Wer das Wort ergreift, wird sichtbar, angreifbar – und kann statt Anerkennung Anfeindung ernten. Dann stellt sich die Frage: Wie reagieren? (Foto: S. Hofschlaeger/pixelio.de)
Wer das Wort ergreift, wird sichtbar, angreifbar – und kann statt Anerkennung Anfeindung ernten. Dann stellt sich die Frage: Wie reagieren? (Foto: S. Hofschlaeger/pixelio.de)
24.03.2018 – Impuls

Jesaja 50, 4–7

Gott, der Herr, gab mir die Zunge eines Jüngers, damit ich verstehe, die Müden zu stärken durch ein aufmunterndes Wort. Jeden Morgen weckt er mein Ohr, damit ich auf ihn höre wie ein Jünger. Gott, der Herr, hat mir das Ohr geöffnet. Ich aber wehrte mich nicht und wich nicht zurück. Ich hielt meinen ­Rücken denen hin, die mich schlugen, und denen, die mir den Bart ausrissen, meine Wangen. Mein Gesicht verbarg ich nicht vor Schmähungen und Speichel. Doch Gott, der Herr, wird mir helfen; darum werde ich nicht in Schande enden. Deshalb mache ich mein Gesicht hart wie einen Kiesel; ich weiss, dass ich nicht in Schande gerate.

Einheitsübersetzung

 

Über Niederlagen und andere schmerzhafte Erfahrungen

Wir müssen über schlechte Erfahrungen reden. Da war guter Wille, Engagement, selbstlos und ziemlich grenzenlos. Es ging um eine gute Sache, um Menschen. Wenn man die Möglichkeit hat, muss man sich doch zu Wort melden und auch Taten folgen lassen. Man hat sich also stark gemacht für etwas oder jemanden. Der Haken: Man wird sichtbar. Und das ruft zwangsläufig Kritiker auf den Plan. Die einen finden, das, was man treibe, sei völlig übertrieben, andere meinen, man tue das nur, um selbst gut dazustehen. Wieder andere sehen Sachverhalt und Zielsetzung ganz anders, der Einsatz sei gar kontraproduktiv.

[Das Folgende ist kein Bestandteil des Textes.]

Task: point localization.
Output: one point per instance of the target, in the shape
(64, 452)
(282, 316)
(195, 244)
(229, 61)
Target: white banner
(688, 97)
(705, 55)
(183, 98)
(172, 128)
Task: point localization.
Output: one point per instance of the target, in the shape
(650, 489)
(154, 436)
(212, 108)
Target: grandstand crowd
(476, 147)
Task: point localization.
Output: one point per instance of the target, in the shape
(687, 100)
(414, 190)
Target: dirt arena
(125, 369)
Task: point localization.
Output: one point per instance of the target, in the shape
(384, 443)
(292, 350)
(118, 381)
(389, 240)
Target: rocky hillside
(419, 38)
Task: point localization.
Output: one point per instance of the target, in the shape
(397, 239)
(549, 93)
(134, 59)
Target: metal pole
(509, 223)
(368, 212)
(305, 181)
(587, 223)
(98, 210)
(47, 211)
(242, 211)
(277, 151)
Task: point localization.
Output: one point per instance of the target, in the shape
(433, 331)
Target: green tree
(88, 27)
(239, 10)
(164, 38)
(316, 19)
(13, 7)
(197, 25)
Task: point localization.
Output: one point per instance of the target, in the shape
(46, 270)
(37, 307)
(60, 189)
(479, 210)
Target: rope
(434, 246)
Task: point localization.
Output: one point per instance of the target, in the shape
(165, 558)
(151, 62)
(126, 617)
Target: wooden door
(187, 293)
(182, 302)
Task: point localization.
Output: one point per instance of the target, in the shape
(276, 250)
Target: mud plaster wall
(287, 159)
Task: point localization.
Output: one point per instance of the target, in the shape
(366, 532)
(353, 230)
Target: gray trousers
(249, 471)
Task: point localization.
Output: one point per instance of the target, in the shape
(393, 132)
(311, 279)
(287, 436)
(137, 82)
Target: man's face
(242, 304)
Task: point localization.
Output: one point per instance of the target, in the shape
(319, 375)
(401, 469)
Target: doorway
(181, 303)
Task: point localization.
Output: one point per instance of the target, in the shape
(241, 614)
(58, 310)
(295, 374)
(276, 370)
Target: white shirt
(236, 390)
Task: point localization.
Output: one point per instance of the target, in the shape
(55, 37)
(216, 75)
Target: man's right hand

Und dann sind da noch die Neider, die zwar nichts Anstrengendes tun möchten, gerne aber doch einmal bekannt würden.
Nehmen Sie sich doch etwas Zeit, und fragen Sie sich, ob in dieser Darstellung auch eine schlechte Erfahrung von Ihnen gemeint sein könnte. Sie haben sich sicher auch schon mal exponiert, vielleicht nicht auf der grossen Bühne, es reicht ja schon, wenn man den Mund aufmacht an einer Generalversammlung oder in der Pfarrei. Oder vielleicht ist der Kreis der Menschen, vor denen man Farbe bekennt, noch kleiner, zum Beispiel die Verwandtschaft.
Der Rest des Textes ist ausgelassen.